Savanna made a sound between a whimper and a moan, and the noise made him open
his eyes.
He pulled his mouth away enough to say her name.
“Don’t stop,” she said, opening her eyes.
“Don’t?” he asked.
He watched her eyelids drop to half-open as her gaze swept
over his face, over his mouth, and to his eyes with anticipation.
“You’ve got gorgeous eyes, Savanna.”
“Kiss now, compliment later,” she whispered. Who could argue
with that?
Savanna stood in front of her bathroom mirror, in the third
outfit she’d put on that morning. This one worked: khaki shorts and a fitted
T-shirt. Casual for the weekend, but she looked good in it.
Was she getting worked up over nothing? Would he just run
off again, if he could? She couldn’t breathe normally while thinking about the
way he’d kissed her, with such passion. He knew how to tease and give her what
she wanted, sometimes at the same time.
At eight, she called her mom and checked on Aubrey. Margaret
said, “She’s having fun. Hasn’t cried for you at all.”
“Gee, thanks,” she said, but she wasn’t actually upset. Savanna
would feel bad if Aubrey missed her. Savanna got off the phone and went next
door, keeping quiet in case Jason still slept. Upstairs, she peeked into his
bedroom and thought he looked asleep, but he said her name when she started to
leave.
“I didn’t wake you, did I?” she asked, though she was glad
she could talk with him.
“I wanted to see you. I’ve actually been up for an hour
thinking about you.”
Savanna stood in the doorway, one hand still on the door,
unable to stop staring at him. “You have not.”

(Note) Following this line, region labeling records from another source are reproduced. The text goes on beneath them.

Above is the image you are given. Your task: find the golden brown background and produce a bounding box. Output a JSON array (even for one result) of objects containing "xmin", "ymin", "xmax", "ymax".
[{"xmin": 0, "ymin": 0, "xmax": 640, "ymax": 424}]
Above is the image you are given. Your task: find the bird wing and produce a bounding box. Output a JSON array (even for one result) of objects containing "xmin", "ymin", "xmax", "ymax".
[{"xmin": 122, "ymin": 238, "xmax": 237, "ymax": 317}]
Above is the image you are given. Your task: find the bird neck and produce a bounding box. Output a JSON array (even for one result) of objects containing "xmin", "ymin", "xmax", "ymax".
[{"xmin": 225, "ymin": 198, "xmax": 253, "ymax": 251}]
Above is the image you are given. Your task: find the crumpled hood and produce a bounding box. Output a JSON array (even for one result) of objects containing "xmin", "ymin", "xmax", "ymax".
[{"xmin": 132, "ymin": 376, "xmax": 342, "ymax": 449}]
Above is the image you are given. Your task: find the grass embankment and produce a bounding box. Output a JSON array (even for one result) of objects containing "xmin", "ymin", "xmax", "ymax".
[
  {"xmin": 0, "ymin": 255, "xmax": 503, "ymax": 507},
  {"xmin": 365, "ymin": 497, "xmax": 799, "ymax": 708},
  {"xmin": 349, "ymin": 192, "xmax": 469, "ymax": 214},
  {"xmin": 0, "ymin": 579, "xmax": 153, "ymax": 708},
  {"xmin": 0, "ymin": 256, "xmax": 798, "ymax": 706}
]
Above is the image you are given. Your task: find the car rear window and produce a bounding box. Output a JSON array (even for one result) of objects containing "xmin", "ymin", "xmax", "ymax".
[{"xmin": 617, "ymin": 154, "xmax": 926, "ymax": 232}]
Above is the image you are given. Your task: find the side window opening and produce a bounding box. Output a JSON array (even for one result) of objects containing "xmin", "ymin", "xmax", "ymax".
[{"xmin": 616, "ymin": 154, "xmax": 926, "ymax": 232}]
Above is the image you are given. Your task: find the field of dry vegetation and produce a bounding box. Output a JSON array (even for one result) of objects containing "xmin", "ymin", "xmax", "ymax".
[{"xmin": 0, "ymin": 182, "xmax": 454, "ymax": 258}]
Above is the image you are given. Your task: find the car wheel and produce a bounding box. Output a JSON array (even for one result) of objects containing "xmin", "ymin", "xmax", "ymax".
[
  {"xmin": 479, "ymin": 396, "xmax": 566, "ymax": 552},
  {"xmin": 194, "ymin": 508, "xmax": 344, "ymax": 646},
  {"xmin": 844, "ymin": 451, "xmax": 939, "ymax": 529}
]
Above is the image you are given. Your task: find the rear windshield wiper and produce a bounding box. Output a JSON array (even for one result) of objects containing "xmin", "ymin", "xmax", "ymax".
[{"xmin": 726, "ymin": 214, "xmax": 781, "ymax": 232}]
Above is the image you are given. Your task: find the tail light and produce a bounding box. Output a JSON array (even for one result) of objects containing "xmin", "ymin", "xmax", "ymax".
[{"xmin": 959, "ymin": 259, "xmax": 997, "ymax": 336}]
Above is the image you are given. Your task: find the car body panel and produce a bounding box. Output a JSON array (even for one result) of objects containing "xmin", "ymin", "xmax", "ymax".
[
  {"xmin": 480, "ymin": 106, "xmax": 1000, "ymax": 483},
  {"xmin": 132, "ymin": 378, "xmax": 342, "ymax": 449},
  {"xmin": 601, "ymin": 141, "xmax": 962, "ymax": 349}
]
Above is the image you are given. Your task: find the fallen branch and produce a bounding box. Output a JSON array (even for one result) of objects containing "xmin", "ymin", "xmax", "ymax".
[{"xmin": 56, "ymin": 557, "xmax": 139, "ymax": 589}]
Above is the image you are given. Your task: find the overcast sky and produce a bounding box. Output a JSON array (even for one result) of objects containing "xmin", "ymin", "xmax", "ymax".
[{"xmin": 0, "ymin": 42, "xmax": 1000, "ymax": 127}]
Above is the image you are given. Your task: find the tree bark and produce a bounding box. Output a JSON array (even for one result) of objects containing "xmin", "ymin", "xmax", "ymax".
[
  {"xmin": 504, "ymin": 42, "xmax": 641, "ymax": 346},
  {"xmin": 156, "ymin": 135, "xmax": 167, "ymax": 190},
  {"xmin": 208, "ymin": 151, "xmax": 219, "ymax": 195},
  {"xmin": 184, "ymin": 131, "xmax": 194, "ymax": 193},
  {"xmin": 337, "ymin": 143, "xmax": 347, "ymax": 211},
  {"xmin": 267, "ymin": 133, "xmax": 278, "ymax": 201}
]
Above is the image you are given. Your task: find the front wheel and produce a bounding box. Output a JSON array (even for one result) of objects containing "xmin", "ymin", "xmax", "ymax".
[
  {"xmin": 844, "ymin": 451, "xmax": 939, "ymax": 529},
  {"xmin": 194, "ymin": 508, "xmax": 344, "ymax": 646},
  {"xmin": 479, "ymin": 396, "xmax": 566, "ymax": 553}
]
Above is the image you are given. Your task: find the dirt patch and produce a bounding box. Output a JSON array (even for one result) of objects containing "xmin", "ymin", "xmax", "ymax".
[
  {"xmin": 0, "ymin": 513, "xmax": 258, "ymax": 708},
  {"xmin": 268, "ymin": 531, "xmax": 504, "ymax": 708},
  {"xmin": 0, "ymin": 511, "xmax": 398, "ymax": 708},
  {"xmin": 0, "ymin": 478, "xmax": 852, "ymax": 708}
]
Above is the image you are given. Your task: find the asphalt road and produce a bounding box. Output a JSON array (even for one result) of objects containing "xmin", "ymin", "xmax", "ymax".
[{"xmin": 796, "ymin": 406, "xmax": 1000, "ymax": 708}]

He’d pulled his shirt off during the night and lay on his
back, with an arm under his pillow. His mouth tilted up in a teasing way.
“How about I cook breakfast?” she offered, taking a step
back. She felt herself blushing. He looked naked lying there in his rumpled
blankets. “I could bring it up.”
“Hungry this early?”
“Yeah. I’ll be back in a while.” She went downstairs
quickly, needing to run from the sight of him. It was all the worse because he was
in bed. She felt hot and tingly all over and didn’t want him to see her
checking him out like that.
She made toast, fried some eggs, and put grapes on both
their plates since he didn’t have any bacon. He didn’t have a serving tray,
either. She took his plate and juice up first and came back for hers, returning
to sit beside him. It could almost be a morning after, except they didn’t spend
the night together. This just felt so intimate.
“You’re the best.” He tried the eggs. “And these are really
good.”
“Thanks.” She settled back against the headboard to eat with
him. A few minutes later, she asked, “Are you feeling better today?”
“Getting there. Actually, I feel great with you here.”
Yeah, and she felt great just looking at him.